Palestinian Authority President Mahmoud Abbas joined other world leaders in expressing concern over the physical condition of Israeli Prime Minister Ariel Sharon. Spokesmen for radical groups, however, called the situation "a gift from God" and in refugee camps Palestinian youths passed out candy and flowers in open delight. A senior Hamas leader said he saw no reason for the matter to cause the postponement of the Jan. 25 Palestinian parliamentary election. But the Palestinian Election Commission resigned en masse because of an internal dispute, although it later said it would reconsider.

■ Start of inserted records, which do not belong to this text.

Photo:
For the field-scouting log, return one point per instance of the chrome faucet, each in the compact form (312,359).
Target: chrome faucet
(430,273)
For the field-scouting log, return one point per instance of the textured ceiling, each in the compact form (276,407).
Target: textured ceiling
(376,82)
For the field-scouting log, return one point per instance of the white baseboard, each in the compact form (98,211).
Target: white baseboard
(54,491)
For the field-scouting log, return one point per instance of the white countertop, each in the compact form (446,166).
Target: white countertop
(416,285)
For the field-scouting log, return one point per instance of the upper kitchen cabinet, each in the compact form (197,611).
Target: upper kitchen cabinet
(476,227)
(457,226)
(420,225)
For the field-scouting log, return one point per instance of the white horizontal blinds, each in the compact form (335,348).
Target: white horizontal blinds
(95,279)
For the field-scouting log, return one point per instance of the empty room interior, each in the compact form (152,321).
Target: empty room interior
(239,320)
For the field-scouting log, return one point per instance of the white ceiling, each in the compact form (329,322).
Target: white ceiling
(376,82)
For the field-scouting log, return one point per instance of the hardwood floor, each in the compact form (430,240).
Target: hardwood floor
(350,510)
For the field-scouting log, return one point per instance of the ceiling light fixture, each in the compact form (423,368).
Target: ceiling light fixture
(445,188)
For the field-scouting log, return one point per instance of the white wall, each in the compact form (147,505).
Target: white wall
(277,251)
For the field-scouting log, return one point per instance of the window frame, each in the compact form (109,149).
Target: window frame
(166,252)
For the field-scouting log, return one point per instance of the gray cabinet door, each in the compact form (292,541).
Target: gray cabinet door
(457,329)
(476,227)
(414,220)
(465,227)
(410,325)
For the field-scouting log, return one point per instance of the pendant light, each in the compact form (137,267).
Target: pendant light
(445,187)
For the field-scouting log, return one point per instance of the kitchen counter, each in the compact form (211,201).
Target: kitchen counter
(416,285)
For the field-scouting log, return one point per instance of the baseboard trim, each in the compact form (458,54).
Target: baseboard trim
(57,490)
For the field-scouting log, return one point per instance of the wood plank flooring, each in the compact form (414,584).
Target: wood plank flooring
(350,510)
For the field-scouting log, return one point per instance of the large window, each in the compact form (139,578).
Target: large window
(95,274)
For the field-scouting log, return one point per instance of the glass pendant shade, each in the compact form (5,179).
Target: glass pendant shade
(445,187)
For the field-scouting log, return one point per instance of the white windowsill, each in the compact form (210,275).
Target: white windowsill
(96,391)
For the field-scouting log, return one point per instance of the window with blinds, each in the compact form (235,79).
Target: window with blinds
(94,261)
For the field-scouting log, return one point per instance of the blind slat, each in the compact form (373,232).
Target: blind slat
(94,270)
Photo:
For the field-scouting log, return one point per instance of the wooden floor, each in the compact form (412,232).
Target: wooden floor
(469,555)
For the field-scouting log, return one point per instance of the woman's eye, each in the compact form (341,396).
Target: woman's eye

A ship carrying the final 2,150 Indonesian police deployed in Aceh Province pulled out of port Thursday, fulfilling the terms of the Indonesian government's peace accord with separatist rebels there. The accord, however, allows thousands of other security forces to remain in the volatile province, and before the rebels can participate in local elections this spring a new law must be passed by parliament in Jakarta. Aceh has been mired in a 29-year civil war, but peace efforts finally succeeded in the wake of the devastating 2004 tsunami, which killed 156,000 people and left a half-million others homeless.
Amid tight security, a court in China sentenced a private businessman to three years in prison for organizing peaceful protests by fellow investors against the seizure of their oil wells. The wells, in which Feng Bingxian and about 6,000 others had invested more than $800 million as the demand for energy in China gathered speed, were seized by a provincial government in 2003. News reports have described the compensation they were paid as "paltry." Critics said the widely watched case appears to undermine the central government's pledge to respect private property.
For the second time in three months, a Latin American government ordered its ambassador to Venezuela home. Peru's Foreign Ministry said the move was necessitated by the interference of President Hugo Chávez in internal Peruvian affairs. Earlier this week, Chávez met with - and warmly praised - visiting presidential candidate Ollanta Humala, a fellow avowed nationalist who has surged ahead in recent opinion polls. Both are outspoken opponents of the proposed Free Trade Area of the Americas. Humala faces ex-member of Congress Lourdes Flores in an April election. In November, Mexico expelled Venezuela's ambassador and recalled its own after Chávez referred to President Vicente Fox in disrespectful terms. Chávez refused to apologize, but the two governments have since said they're willing to restore full diplomatic ties.
At least 23 people were reported dead and more than 80 others were hurt in Mecca, Islam's holiest city, when the hostel in which they were staying collapsed. The victims were Muslim pilgrims who were in Saudi Arabia for the annual hajj and had just returned to the building following midday prayers at the Grand Mosque. Most of them were from India, Egypt, Tunisia, and the United Arab Emirates, security sources said. The collapse was the latest in a series of tragedies that have beset the hajj as the number of pilgrims has soared. Almost 2,400 Muslims died and hundreds more have been hurt in recent years in stampedes, an anti-US demonstration, and an inferno started by a cooking fire in an outdoor encampment.